Восемьдесят лет. Трудно представить. Он говорит, что помнит, как оно все было раньше. Еще десять лет назад он скакал вполне себе здоровым мужиком, легко катал свою тачку, теперь сдал. Голодные годы. Цинга. Прошлую зиму пережили с трудом – ханы разорили всю черемшу на западном склоне, пришлось дотягивать на короедах. Человек иногда сутками не вставал с печки.
Старый.
Чек вдруг перестал гундеть про повадки своего кишечника, замолчал на секунду и снова запустился:
– Нет рыбы, нет птиц, нет кроликов, нет жратвы, нет чистой воды, нет салфеток, нет аспирина, нет табуреток, нет бумаги, нет газет, нет баб, нет бензина, нет лопат.
Он извлек из особой баночки бархотку и начал полировать зубы.
– Нет рыбы, нет птиц, нет кроликов, нет жратвы, нет чистой воды, нет салфеток, нет аспирина, нет рыбы…
Это как молитва. Однажды я засек – Чек бубнил тринадцать минут и ни разу не повторился. Все-таки почти доктор философии, если не врет.
– Рыба есть, – поправил я.
– Считай, что нету, – отмахнулся Чек. – Все равно ее жрать невозможно.
Зубы поблескивают, Человек с удовольствием в них посмотрелся, как в зеркало, подышал на них. Свои новые железные зубы он выменял на йод, йод он украл в фельдшерской, в фельдшерской он помогал препарировать трупы.
– Раньше у нас этой рыбой свиней кормили… Ты знаешь, что такое свинья?
– Видел, – ответил я.
– На картинке. А я еще живых застал! Восхитительные животные! Умные, неприхотливые, вес быстро набирают, а жрут все подряд. Ты знаешь, сколько блюд можно приготовить из обычной свиньи? Десятки… Нет, сотни великолепных блюд! Свиные уши, шашлык, кебаб… Я вчера видел собаку.

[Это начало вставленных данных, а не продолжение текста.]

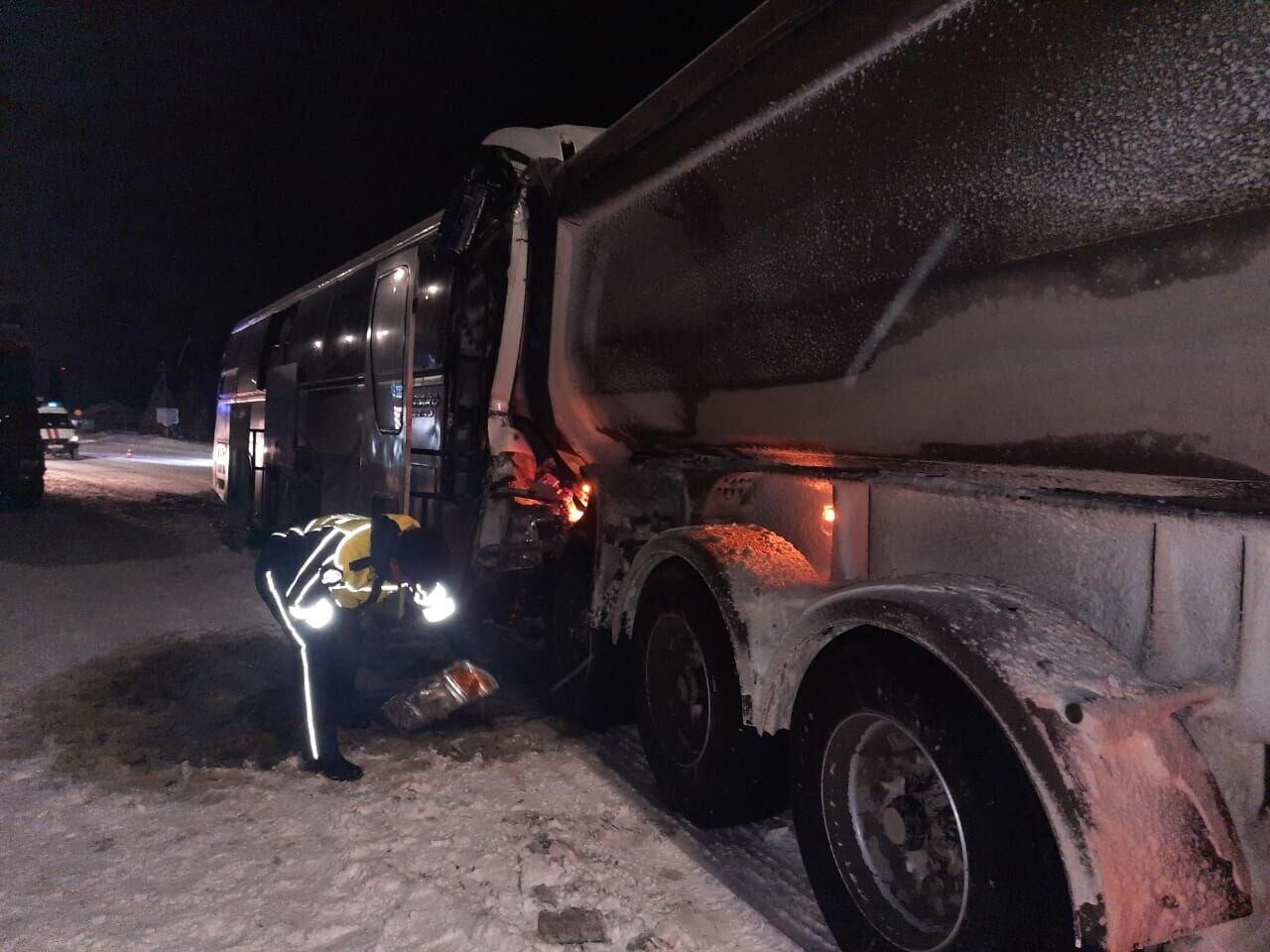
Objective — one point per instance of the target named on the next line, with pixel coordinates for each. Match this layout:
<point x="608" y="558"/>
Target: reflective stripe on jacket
<point x="339" y="560"/>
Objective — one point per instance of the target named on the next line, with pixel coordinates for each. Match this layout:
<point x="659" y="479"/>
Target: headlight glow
<point x="316" y="616"/>
<point x="437" y="604"/>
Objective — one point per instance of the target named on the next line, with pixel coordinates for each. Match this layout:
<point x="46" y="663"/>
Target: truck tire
<point x="917" y="824"/>
<point x="585" y="667"/>
<point x="714" y="769"/>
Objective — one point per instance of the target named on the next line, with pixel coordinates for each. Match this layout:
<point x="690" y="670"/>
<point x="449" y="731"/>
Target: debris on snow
<point x="572" y="927"/>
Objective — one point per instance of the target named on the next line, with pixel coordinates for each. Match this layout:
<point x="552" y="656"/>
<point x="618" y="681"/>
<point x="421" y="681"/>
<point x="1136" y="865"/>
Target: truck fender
<point x="1146" y="837"/>
<point x="758" y="579"/>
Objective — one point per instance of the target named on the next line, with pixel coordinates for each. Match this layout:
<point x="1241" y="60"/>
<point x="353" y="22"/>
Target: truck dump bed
<point x="1033" y="235"/>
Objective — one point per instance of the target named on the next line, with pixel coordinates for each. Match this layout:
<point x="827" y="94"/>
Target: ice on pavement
<point x="146" y="801"/>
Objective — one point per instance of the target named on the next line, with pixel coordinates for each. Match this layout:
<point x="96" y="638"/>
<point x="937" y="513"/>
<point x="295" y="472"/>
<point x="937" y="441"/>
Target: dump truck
<point x="875" y="416"/>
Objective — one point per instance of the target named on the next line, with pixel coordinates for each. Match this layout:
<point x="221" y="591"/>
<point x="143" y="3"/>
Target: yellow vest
<point x="353" y="587"/>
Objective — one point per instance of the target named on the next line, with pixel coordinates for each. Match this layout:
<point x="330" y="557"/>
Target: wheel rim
<point x="677" y="689"/>
<point x="896" y="832"/>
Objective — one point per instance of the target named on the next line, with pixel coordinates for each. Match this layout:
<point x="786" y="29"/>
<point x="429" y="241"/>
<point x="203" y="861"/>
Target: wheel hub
<point x="894" y="832"/>
<point x="677" y="689"/>
<point x="905" y="823"/>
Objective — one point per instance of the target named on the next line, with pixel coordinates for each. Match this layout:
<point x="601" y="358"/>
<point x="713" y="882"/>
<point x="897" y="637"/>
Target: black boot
<point x="334" y="767"/>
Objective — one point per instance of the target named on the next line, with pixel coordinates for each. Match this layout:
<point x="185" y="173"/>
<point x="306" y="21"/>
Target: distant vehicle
<point x="22" y="461"/>
<point x="58" y="430"/>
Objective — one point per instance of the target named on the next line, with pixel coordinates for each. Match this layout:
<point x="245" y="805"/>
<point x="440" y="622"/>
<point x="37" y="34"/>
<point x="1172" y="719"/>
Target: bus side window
<point x="388" y="347"/>
<point x="431" y="320"/>
<point x="344" y="352"/>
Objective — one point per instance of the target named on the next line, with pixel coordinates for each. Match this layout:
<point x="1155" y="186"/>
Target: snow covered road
<point x="149" y="801"/>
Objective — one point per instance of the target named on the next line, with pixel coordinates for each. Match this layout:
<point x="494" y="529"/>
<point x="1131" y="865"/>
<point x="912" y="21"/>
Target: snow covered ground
<point x="148" y="798"/>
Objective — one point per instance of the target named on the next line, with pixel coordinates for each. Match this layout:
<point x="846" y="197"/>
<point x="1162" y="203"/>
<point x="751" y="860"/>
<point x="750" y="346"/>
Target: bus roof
<point x="416" y="232"/>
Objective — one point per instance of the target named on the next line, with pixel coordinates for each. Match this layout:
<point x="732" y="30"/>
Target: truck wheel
<point x="917" y="825"/>
<point x="584" y="665"/>
<point x="712" y="767"/>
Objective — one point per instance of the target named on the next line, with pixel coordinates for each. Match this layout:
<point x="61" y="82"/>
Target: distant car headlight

Приехали, подумал я. Он видел собаку. Нехороший признак. На соседней сопке жил Кочан, он тоже начал видеть собаку. Говорил, что по вечерам к нему приходит и смотрит. Повесился. Я сам его труп снимал, а потом сдавал.
Чек посмотрел на меня ехидно.
– Думаешь, я соскочил? – усмехнулся он. – Нет, я не соскочил! Я ее точно видел! Ханы завели собаку.